Welcome to my Master's Project Portfolio repository! This repository contains all the key projects, research work, and implementations I developed during my M.Sc. in Applied Statistics and Data Science at Jahangirnagar University, Dhaka, Bangladesh.
- About Me
- Projects
- TweetGuard: Combining Transformer and Bi-LSTM Architectures for Fake News Detection
- Unveiling Hidden Patterns: A Deep Learning Framework Utilizing PCA for Fraudulent Scheme Detection
- AnimeLens: A Hybrid Approach for Personalized Anime Recommendations using Deep Collaborative Filtering and TF-IDF Content Based Filtering
- Impact of Transformations in Modeling and Forecasting with ARIMA
- Exploring Customer Segmentation through Dimensionality Reduction and Clustering: A Comparative Analysis with KMeans, Hierarchical (Agglomerative), and DBSCAN in Python
- Technologies Used
- Acknowledgments
- License
I am Kowshik Sankar Roy, a passionate Data Scientist with a background in Electronics and Communication Engineering and an M.Sc. in Applied Statistics and Data Science. My work focuses on data-driven solutions using machine learning, deep learning, and statistical modeling to solve real-world problems. Throughout my master's, I have developed various projects, which you can explore in this repository.
Feel free to connect with me for collaborations or discussions!
- Description: Developed a hybrid model named TweetGuard that combines Transformer and Bi-LSTM architectures for detecting fake news in large-scale tweets.
- Key Contributions:
- Designed a robust text preprocessing pipeline using BERTweet tokenization.
- Conducted ablation studies to evaluate the performance of individual model components.
- Demonstrated superior accuracy on the TruthSeeker dataset.
- Description: Developed a deep learning model that utilizes PCA for dimensionality reduction and Bayesian optimization for hyperparameter tuning to detect fraud in supply chain analytics.
- Key Contributions:
- Achieved a 94.71% fraud detection rate with 99.42% overall accuracy on the DataCo dataset.
- Implemented SMOTE to handle class imbalance.
AnimeLens: A Hybrid Approach for Personalized Anime Recommendations using Deep Collaborative Filtering and TF-IDF Content Based Filtering
- Description: Created a hybrid recommendation system that leverages Deep Collaborative Filtering and TF-IDF Content-Based Filtering to provide personalized anime recommendations.
- Key Contributions:
- Overcame the cold-start problem through hybrid filtering.
- Enhanced user experience by providing accurate, diverse recommendations.
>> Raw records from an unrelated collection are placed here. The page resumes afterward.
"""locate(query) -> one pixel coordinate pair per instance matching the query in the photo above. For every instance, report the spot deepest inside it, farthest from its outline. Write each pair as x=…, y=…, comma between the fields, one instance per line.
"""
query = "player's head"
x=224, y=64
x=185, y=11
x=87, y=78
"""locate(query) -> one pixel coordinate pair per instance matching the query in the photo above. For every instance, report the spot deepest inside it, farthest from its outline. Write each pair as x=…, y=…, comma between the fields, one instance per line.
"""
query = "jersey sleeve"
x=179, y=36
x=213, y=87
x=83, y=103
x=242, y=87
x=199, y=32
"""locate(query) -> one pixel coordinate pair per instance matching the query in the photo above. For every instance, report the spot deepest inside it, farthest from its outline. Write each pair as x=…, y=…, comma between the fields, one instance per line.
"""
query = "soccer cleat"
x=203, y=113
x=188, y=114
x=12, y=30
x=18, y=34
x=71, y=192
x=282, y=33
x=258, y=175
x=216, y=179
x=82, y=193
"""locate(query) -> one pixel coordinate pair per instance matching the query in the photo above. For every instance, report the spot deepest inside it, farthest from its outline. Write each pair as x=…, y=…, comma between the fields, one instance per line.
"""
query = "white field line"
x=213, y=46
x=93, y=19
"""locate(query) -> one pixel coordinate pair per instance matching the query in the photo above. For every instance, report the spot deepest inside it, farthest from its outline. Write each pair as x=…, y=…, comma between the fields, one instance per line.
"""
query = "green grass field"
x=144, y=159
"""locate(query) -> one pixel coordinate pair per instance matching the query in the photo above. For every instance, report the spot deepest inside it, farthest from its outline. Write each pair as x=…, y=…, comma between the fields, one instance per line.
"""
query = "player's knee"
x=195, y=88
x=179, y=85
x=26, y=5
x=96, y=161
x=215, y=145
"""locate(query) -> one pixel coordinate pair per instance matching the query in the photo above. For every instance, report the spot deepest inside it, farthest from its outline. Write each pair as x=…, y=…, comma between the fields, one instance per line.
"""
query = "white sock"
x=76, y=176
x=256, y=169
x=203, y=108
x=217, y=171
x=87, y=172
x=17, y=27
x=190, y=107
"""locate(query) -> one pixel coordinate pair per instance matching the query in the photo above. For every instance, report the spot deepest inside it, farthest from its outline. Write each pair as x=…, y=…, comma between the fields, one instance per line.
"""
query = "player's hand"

- Description: Conducted an in-depth analysis of time series data using ARIMA models, focusing on achieving stationarity through differencing and various transformations. Utilized statistical tests (ADF and KPSS), model selection criteria, and forecasting techniques to ensure robust predictions, enhancing the overall effectiveness of time series analysis.
- Key Contributions:
- Achieved stationarity in time series data through systematic differencing and transformations.
- Employed statistical tests (ADF, KPSS) for rigorous validation of stationarity.
- Selected optimal ARIMA models using AIC, BIC, and forecasting accuracy measures.
- Generated accurate forecasts, contributing to improved decision-making in time series analysis.
Exploring Customer Segmentation through Dimensionality Reduction and Clustering: A Comparative Analysis with KMeans, Hierarchical (Agglomerative), and DBSCAN in Python
- Description: Performed unsupervised clustering on grocery firm customer data to identify distinct segments for targeted product development and personalized marketing strategies. Used PCA for dimensionality reduction and compared K-Means, Hierarchical Clustering, and DBSCAN for optimal segmentation.
- Key Contributions:
- Applied dimensionality reduction techniques like PCA to streamline the data for efficient analysis.
- Performed comparative analysis using K-Means, Hierarchical (Agglomerative) Clustering, and DBSCAN algorithms to identify optimal customer clusters.
- Evaluated the performance of each algorithm based on clustering quality metrics such as silhouette score and Davies-Bouldin index.
- Visualized the clusters and patterns using Matplotlib and Seaborn to provide business insights.
- Provided actionable recommendations on product development and personalized marketing strategies based on the segmentation results.
- Languages: Python, R, SPSS, Hadoop
- Frameworks: TensorFlow, PyTorch, Scikit-learn
- Tools: Google Colab, Git, Jupyter Notebooks, R Studio
- Techniques: Machine Learning, Deep Learning, Data Mining, Statistical Tests, Time Series Analysis, Big Data, Regression, Clustering
I would like to express my gratitude to my academic advisors, peers, and collaborators who contributed to the success of these projects. Special thanks to Jahangirnagar University for providing the platform to carry out this research.
This repository is licensed under the MIT License. See the LICENSE file for more details.